Capstone project

25 Years of Vegetation Change on Santa Rosa Island

Human land use of Santa Rosa Island dates back 13,000 years, starting with the island Chumash before ranching was introduced in 1843. Non-native ungulate populations were present on the island for over a 150 years. Intensive grazing led to replacement of native woodland, chaparral, and scrub vegetation with European grassland and vegetation patchiness. Following creation of Channel Islands National Park in 1986, all non-native grazers were targeted for removal to restore native vegetation on the island. The removal of non-native species from an ecosystem can be critical for the recovery process of native vegetation. By examining multiple data sources we were able to generalize land use management with respect to cattle accessibility on Santa Rosa Island.
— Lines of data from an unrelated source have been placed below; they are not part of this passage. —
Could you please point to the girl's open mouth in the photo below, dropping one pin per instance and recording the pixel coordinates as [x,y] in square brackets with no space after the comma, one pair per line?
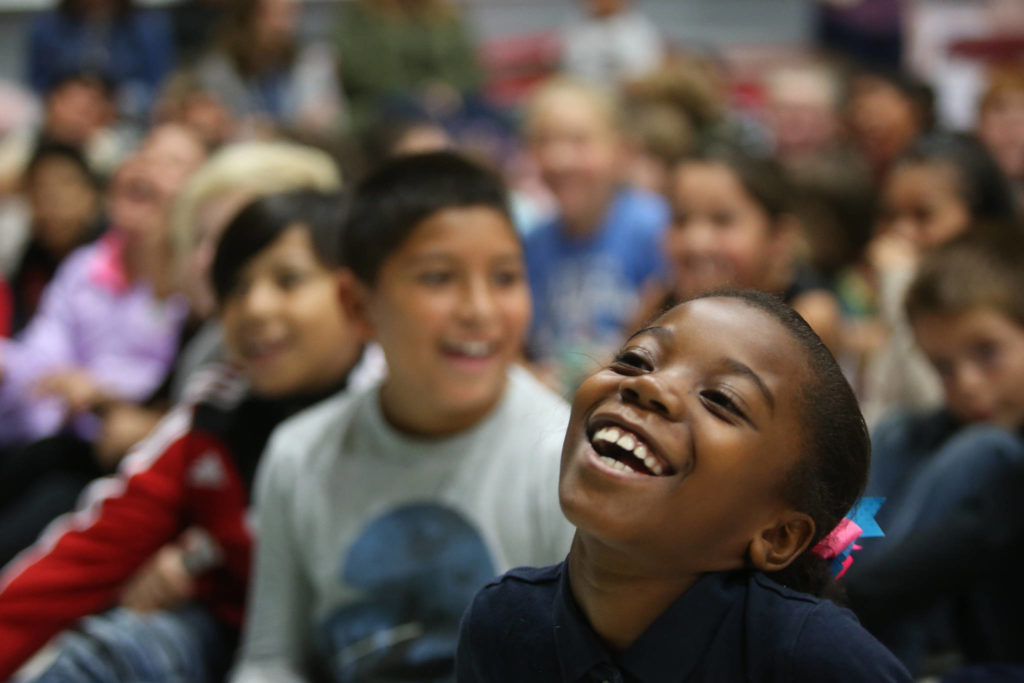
[623,450]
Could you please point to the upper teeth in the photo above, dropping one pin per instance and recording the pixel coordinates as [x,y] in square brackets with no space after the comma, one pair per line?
[472,348]
[631,442]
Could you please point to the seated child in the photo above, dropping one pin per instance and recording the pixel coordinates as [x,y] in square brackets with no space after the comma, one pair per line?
[733,226]
[589,265]
[383,512]
[291,345]
[108,327]
[700,468]
[941,186]
[953,476]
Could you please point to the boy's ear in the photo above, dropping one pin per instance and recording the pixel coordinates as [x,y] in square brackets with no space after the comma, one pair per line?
[775,547]
[354,297]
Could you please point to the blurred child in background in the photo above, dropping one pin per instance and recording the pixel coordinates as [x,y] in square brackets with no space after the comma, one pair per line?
[266,79]
[613,43]
[933,193]
[382,512]
[65,213]
[108,325]
[588,266]
[1000,125]
[733,225]
[953,476]
[290,345]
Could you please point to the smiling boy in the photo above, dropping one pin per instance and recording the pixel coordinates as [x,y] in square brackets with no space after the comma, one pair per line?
[698,467]
[382,513]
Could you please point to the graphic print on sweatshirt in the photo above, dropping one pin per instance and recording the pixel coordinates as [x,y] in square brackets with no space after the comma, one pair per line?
[418,568]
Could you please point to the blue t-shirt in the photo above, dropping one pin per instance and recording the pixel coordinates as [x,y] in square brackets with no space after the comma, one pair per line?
[586,290]
[736,626]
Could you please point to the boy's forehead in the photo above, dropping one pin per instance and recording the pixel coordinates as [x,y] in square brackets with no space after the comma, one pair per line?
[567,103]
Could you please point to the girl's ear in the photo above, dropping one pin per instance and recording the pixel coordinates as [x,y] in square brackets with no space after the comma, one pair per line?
[354,297]
[775,547]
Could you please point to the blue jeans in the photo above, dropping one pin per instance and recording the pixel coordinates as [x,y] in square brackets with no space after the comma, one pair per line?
[184,645]
[934,480]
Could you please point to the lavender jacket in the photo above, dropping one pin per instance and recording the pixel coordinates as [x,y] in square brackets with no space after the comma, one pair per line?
[91,317]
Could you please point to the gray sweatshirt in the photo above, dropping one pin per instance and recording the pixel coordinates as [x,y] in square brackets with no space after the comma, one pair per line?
[371,543]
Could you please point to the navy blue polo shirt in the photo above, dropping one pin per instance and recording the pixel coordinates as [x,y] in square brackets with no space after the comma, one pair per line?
[740,626]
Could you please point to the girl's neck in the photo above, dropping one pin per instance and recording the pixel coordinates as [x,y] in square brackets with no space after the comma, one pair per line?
[620,600]
[414,414]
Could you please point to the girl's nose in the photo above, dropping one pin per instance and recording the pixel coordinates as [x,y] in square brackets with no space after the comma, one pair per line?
[648,392]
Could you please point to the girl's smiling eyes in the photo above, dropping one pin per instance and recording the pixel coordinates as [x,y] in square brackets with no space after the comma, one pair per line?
[632,361]
[723,406]
[720,400]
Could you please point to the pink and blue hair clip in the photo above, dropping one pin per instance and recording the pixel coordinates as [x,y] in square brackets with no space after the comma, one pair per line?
[859,522]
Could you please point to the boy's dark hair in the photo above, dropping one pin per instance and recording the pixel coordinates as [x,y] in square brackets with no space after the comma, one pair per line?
[264,219]
[390,203]
[832,472]
[983,268]
[762,177]
[48,150]
[981,183]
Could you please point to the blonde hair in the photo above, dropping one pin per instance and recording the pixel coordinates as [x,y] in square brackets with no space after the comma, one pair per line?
[601,100]
[254,169]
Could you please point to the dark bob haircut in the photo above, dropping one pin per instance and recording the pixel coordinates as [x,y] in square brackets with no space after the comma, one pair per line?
[981,183]
[263,220]
[47,151]
[390,203]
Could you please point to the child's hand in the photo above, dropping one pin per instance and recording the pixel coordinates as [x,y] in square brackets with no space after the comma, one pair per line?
[75,387]
[892,252]
[124,425]
[163,583]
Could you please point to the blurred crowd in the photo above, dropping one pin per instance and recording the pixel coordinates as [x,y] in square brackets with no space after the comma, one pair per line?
[640,173]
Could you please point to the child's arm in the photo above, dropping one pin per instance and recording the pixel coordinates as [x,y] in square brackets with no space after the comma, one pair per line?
[834,648]
[275,639]
[953,544]
[79,565]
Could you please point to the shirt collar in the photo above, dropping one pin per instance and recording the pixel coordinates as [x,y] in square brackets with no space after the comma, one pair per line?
[578,645]
[668,650]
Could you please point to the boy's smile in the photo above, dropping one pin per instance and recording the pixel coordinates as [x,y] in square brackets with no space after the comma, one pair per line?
[684,442]
[450,308]
[283,322]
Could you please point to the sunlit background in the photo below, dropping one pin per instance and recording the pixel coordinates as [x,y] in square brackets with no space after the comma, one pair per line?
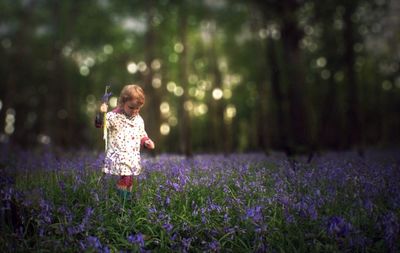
[219,76]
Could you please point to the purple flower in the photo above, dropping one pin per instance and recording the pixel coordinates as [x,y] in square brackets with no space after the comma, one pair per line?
[94,242]
[389,223]
[214,246]
[255,213]
[168,226]
[136,239]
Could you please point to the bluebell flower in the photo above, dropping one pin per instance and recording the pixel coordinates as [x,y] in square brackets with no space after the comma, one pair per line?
[389,223]
[136,239]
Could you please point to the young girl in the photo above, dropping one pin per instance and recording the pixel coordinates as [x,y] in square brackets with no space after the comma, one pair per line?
[126,134]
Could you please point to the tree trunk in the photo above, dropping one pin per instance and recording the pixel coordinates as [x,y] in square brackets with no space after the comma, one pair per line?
[185,123]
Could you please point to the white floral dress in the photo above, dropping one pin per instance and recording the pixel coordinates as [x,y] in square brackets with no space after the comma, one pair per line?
[125,136]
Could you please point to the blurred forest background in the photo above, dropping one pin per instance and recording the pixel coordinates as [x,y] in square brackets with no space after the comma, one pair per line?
[219,75]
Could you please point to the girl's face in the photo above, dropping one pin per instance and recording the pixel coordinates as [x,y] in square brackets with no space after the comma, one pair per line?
[131,109]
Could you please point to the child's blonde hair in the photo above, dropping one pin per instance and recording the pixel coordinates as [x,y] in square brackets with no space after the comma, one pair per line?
[132,92]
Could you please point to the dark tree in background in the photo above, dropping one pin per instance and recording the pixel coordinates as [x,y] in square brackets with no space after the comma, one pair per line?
[220,76]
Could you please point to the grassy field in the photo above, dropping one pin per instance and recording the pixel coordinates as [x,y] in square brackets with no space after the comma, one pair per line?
[54,201]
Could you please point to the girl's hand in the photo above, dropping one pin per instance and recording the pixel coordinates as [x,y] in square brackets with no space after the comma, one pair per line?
[103,108]
[149,144]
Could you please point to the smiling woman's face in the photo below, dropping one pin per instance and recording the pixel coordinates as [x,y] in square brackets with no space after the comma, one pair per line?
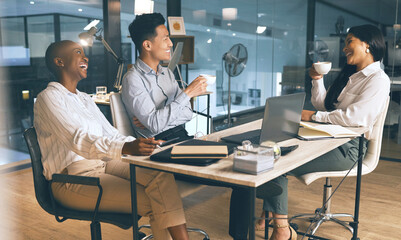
[355,50]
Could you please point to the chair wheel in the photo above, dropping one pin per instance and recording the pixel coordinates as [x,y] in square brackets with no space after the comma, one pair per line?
[141,235]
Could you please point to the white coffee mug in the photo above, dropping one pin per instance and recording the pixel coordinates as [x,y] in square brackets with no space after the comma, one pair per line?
[211,79]
[322,67]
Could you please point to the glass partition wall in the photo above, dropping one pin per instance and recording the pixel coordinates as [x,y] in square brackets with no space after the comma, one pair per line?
[282,38]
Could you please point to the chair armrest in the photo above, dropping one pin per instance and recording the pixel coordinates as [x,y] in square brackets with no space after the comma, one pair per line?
[92,181]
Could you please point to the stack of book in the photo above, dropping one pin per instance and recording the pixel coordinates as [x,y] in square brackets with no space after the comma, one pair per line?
[257,160]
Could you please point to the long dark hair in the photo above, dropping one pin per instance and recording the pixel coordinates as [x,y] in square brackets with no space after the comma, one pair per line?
[374,38]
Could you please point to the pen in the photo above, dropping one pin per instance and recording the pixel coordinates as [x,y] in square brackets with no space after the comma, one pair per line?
[144,136]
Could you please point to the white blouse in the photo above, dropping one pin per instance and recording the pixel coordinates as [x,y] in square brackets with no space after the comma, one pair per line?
[360,102]
[70,127]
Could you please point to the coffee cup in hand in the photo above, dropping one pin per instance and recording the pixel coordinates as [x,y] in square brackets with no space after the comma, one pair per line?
[210,78]
[322,67]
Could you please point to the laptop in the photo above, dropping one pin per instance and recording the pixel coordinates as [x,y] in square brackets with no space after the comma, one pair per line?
[280,121]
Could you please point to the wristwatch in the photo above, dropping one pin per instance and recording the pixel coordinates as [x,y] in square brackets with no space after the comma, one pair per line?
[314,116]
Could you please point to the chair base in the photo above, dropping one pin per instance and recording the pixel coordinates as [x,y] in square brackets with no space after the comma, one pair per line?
[319,218]
[206,236]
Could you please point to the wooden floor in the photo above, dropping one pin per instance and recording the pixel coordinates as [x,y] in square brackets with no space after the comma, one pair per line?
[380,215]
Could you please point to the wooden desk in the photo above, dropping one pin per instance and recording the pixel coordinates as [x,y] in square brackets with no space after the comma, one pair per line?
[222,171]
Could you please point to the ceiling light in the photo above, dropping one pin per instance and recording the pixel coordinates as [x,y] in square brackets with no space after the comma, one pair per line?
[229,13]
[143,6]
[199,14]
[261,29]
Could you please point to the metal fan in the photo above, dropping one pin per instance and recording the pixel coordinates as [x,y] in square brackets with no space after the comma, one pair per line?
[235,62]
[318,51]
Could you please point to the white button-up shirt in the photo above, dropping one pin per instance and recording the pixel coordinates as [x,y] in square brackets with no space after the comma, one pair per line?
[360,102]
[70,127]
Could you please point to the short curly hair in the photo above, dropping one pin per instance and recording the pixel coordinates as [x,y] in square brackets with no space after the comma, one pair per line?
[144,28]
[53,51]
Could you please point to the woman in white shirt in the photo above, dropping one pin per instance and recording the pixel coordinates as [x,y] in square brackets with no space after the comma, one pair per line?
[355,99]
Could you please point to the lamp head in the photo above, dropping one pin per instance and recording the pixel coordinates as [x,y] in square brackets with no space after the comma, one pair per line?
[86,38]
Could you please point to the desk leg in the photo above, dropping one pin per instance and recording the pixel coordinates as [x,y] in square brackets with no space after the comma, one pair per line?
[134,205]
[358,189]
[399,129]
[252,195]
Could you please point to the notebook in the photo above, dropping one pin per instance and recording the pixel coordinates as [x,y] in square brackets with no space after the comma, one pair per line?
[280,121]
[199,151]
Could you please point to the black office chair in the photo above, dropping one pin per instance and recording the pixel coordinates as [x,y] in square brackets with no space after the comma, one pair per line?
[45,198]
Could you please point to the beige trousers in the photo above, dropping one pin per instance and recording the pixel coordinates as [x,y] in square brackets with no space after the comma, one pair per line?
[157,193]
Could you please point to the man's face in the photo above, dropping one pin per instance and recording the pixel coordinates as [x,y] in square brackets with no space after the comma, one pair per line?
[161,44]
[74,60]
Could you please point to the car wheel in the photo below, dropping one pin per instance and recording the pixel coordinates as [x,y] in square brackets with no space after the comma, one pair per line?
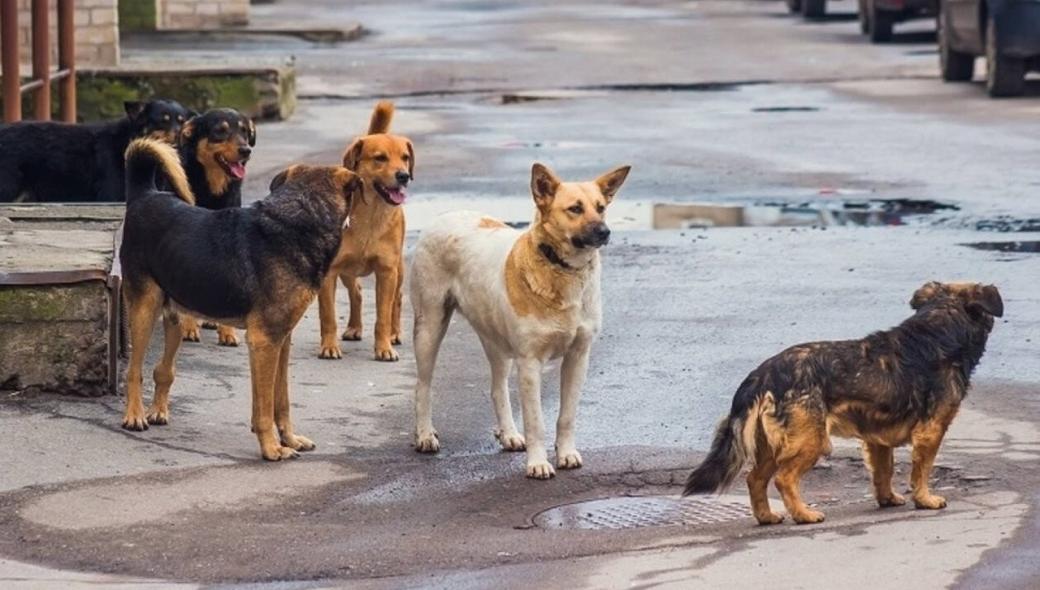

Vegetation classification as well as a terrain investigation was conducted on two remotely sensed images via GIS. Image one was created using a Landsat 7 image and regions of interest (ROIs) in order to delineate vegetation classes. Image two was modified from a Landsat 7 image to have the same classifications as image one. The terrain analysis completed on both images examined slope, aspect, concave, and convex curvatures in order to estimate cattle accessibility with respect to vegetation change. By analyzing these factors and their synergistic affects informed us about general rules associated with accessibility and change in vegetation. Accessibility as well as abiotic factors played a role in determining the land management practices as well as the degree of vegetation change from 1991 to 2015.